Developer-facing changes:

  • Tickets 274, 288, 309, 308, 251: Greatly enhanced the functionality of the built-in command editor. You can now use an external editor, easily turn commands into feeds, and upload fully functional commands to Github. The command editor now has syntax hilighting, and a command template to help you get started.
  • Ticket 254: Commands can now specify default values for the arguments.
  • Ticket 279: Added an experimental way of combining templates with command code.
  • Ticket 306: Added CmdUtils.makeBookmarkletCommand(), which makes it trivial to turn bookmarklets into commands.
  • Ticket 286: Each command feed is sandboxed now, to avoid namespace collisions.

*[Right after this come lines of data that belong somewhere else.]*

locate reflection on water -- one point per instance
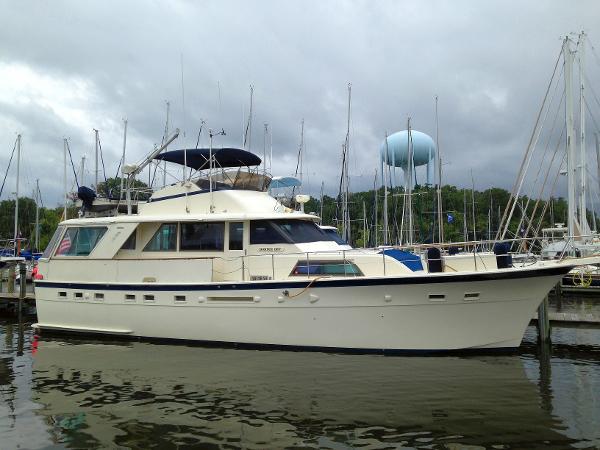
(68, 393)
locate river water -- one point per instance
(72, 393)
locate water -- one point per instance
(72, 393)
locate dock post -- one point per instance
(558, 295)
(543, 322)
(22, 285)
(11, 279)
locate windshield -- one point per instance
(285, 231)
(335, 236)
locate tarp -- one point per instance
(197, 158)
(410, 260)
(281, 182)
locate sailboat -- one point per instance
(9, 255)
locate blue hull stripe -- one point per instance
(323, 283)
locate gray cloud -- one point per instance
(489, 63)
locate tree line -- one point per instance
(466, 214)
(460, 223)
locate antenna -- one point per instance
(210, 164)
(163, 141)
(17, 195)
(184, 129)
(248, 130)
(123, 157)
(266, 125)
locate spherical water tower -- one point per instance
(395, 152)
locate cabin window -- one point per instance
(236, 235)
(80, 241)
(282, 231)
(52, 244)
(334, 268)
(165, 239)
(265, 232)
(202, 236)
(129, 244)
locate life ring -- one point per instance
(582, 278)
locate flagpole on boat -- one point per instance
(65, 177)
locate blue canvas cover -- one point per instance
(410, 260)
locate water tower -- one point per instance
(423, 149)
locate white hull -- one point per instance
(481, 310)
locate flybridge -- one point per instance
(199, 158)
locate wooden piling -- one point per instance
(22, 286)
(543, 324)
(11, 279)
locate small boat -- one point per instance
(217, 259)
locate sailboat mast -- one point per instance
(123, 156)
(364, 225)
(473, 204)
(17, 195)
(386, 238)
(438, 164)
(571, 162)
(301, 151)
(321, 201)
(598, 166)
(37, 215)
(65, 177)
(585, 229)
(376, 224)
(265, 147)
(346, 194)
(465, 234)
(96, 160)
(410, 184)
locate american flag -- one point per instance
(65, 245)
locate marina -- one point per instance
(300, 225)
(75, 393)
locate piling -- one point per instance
(22, 286)
(543, 324)
(11, 279)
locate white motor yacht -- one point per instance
(218, 259)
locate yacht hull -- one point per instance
(423, 313)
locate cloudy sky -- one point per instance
(67, 67)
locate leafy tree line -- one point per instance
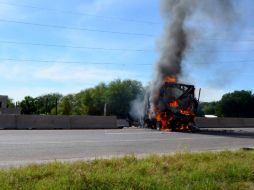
(114, 97)
(235, 104)
(117, 96)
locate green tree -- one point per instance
(27, 106)
(120, 94)
(92, 100)
(66, 105)
(46, 103)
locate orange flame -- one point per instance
(173, 104)
(170, 79)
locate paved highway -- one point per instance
(19, 147)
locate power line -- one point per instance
(68, 62)
(74, 28)
(72, 46)
(75, 13)
(100, 63)
(107, 49)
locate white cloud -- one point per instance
(61, 72)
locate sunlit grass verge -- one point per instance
(220, 170)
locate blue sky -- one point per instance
(55, 64)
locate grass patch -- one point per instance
(210, 171)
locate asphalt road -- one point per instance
(19, 147)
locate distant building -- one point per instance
(4, 110)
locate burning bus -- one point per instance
(175, 108)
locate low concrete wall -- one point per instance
(8, 122)
(92, 122)
(203, 122)
(57, 122)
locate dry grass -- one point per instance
(206, 171)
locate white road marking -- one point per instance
(110, 141)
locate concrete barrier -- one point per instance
(8, 122)
(102, 122)
(57, 122)
(203, 122)
(42, 122)
(93, 122)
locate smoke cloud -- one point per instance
(178, 36)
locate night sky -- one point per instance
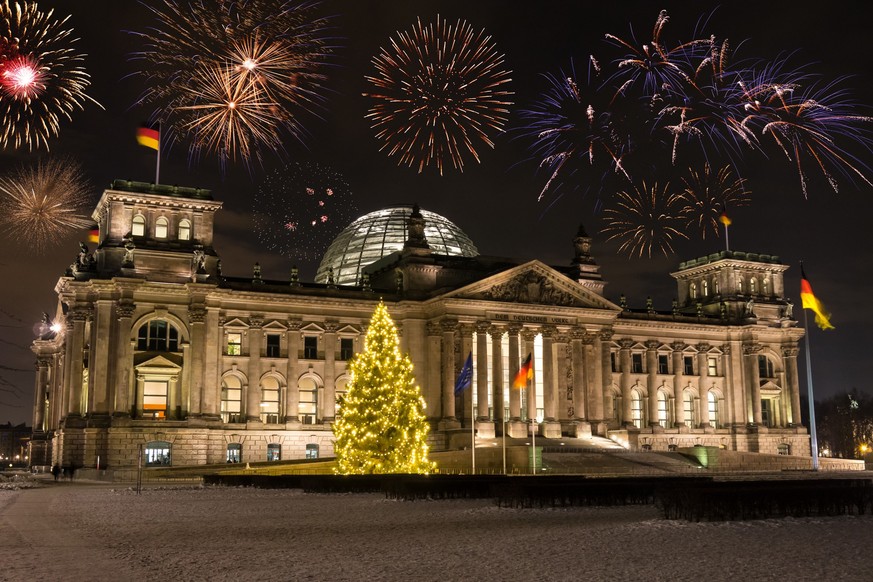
(494, 202)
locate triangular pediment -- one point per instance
(533, 283)
(236, 323)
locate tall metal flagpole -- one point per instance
(812, 434)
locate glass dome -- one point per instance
(380, 233)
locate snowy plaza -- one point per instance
(89, 531)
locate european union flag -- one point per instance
(465, 378)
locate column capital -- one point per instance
(789, 351)
(626, 343)
(751, 349)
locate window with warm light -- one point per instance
(185, 229)
(138, 225)
(234, 344)
(162, 227)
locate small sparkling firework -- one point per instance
(266, 54)
(438, 92)
(707, 195)
(299, 209)
(646, 219)
(42, 79)
(41, 204)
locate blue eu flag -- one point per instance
(465, 378)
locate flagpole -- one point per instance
(158, 169)
(812, 433)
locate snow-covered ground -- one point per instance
(89, 531)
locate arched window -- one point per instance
(184, 229)
(270, 400)
(688, 408)
(158, 335)
(138, 226)
(274, 452)
(308, 404)
(636, 409)
(157, 454)
(663, 412)
(162, 227)
(234, 453)
(231, 399)
(713, 409)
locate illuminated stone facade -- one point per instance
(153, 348)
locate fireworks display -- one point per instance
(40, 204)
(42, 78)
(232, 78)
(707, 195)
(298, 210)
(646, 219)
(665, 106)
(438, 93)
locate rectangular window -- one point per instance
(273, 342)
(637, 363)
(689, 365)
(663, 365)
(234, 344)
(347, 348)
(310, 347)
(712, 366)
(154, 399)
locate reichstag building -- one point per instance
(151, 348)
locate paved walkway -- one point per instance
(38, 545)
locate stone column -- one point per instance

  • Ticket 246: Added Utils.parseRemoteDocument(), which allows command authors to get a remote document and parse it in a robust, HTML-like way.
  • Ticket 37: Noun types can now use a callback to return suggestions, which makes it easier to write a noun type that depends on a network call, for instance.
  • Ticket 70: There is now a plug-in architecture that makes it easier to localize the parser for different natural languages.